Social Stories Dataset

Download dataset. (2018)

This dataset is part of the “Benchmark of Visual Storytelling in Social Media”, a joint work between UNL and BBC R&D, in the context of the H2020 COGNITUS project.

The dataset, first developed for the TRECVID 2018 “Social-media Video Storytelling Linking” task, comprises content (images + videos + metadata) from two major events, Edinburgh Festival 2016 and Tour de France 2016. For each event, a set of news storylines are provided, with the data collection covering the unfolding of these event stories.

Please, cite our paper if you use the dataset:

Gonçalo Marcelino, David Semedo, André Mourão, Saverio Blasi, Marta Mrak, and Joao Magalhaes, A Benchmark of Visual Storytelling in Social Media, ICMR 2019.


News Quality dataset

Download dataset. (3 November 2016)

Online news editors ask themselves the same question many times: what is missing in this news article to go online? This is not an easy question to be answered by computational linguistic methods. In this dataset, we address this important question and characterise the constituents of news article editorial quality.
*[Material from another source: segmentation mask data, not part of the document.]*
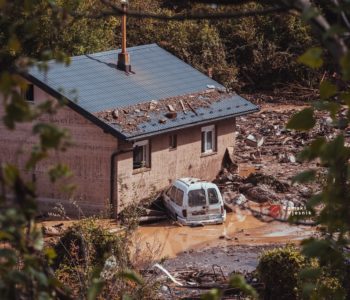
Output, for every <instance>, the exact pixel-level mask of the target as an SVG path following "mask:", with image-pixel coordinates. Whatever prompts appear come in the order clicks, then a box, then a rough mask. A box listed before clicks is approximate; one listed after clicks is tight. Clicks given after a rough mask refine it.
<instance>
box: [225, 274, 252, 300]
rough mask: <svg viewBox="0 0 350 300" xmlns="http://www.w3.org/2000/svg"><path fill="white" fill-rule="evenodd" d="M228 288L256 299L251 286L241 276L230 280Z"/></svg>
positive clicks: (237, 276) (238, 276)
mask: <svg viewBox="0 0 350 300" xmlns="http://www.w3.org/2000/svg"><path fill="white" fill-rule="evenodd" d="M230 286H232V287H234V288H237V289H240V290H241V291H242V292H243V293H244V294H245V295H247V296H251V297H252V298H253V299H258V294H257V292H256V291H255V290H254V288H253V287H252V286H250V285H249V284H248V283H247V282H246V281H245V279H244V277H243V276H242V275H234V276H232V277H231V278H230Z"/></svg>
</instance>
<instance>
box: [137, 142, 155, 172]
mask: <svg viewBox="0 0 350 300" xmlns="http://www.w3.org/2000/svg"><path fill="white" fill-rule="evenodd" d="M136 147H142V148H143V149H144V150H143V154H142V156H143V159H144V160H142V162H143V161H144V162H145V163H144V165H141V166H140V167H135V157H134V154H135V152H134V151H135V148H136ZM150 167H151V159H150V142H149V140H142V141H137V142H134V144H133V170H139V169H143V168H150Z"/></svg>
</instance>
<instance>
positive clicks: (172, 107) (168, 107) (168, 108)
mask: <svg viewBox="0 0 350 300" xmlns="http://www.w3.org/2000/svg"><path fill="white" fill-rule="evenodd" d="M167 106H168V109H169V111H171V112H174V111H175V108H174V106H172V105H171V104H168V105H167Z"/></svg>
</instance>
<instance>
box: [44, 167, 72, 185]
mask: <svg viewBox="0 0 350 300" xmlns="http://www.w3.org/2000/svg"><path fill="white" fill-rule="evenodd" d="M71 175H72V172H71V171H70V170H69V167H68V166H67V165H65V164H57V165H56V166H54V167H52V168H50V170H49V176H50V180H51V182H56V181H57V180H58V179H60V178H62V177H69V176H71Z"/></svg>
More specifically, we identify 14 aspects related to the content of news articles.


The dataset comprises 500 news articles, fully annotated with 14 aspects defining a linguistic benchmark for assessing the quality of online news articles.

Please, cite our paper if you use the dataset:

I. Arapakis, F. Peleja, B. Berkant and J. Magalhaes, Linguistic Benchmarks of Online News Article Quality, ACL 2016.

Novaemötions dataset

Download dataset

This dataset contains the facial expression images captured using the novaemötions game. It contains over 40,000 images, labeled with the challenged expression and the expression recognized by the game algorithm, augmented with labels obtained through crowdsourcing.

BBC cross-media dataset

This is a dataset used for cross-media data analysis. It contains a set of news articles with the text corpus and the corresponding image illustrations. The dataset was used in a Web news classification task.

Download it here.

If you use this dataset, please cite this article:

Web news categorization using a cross-media document graph
José Iria, Fabio Ciravegna, João Magalhães
Proceedings of the ACM international conference on Image and Video Retrieval (ACM CIVR 2009).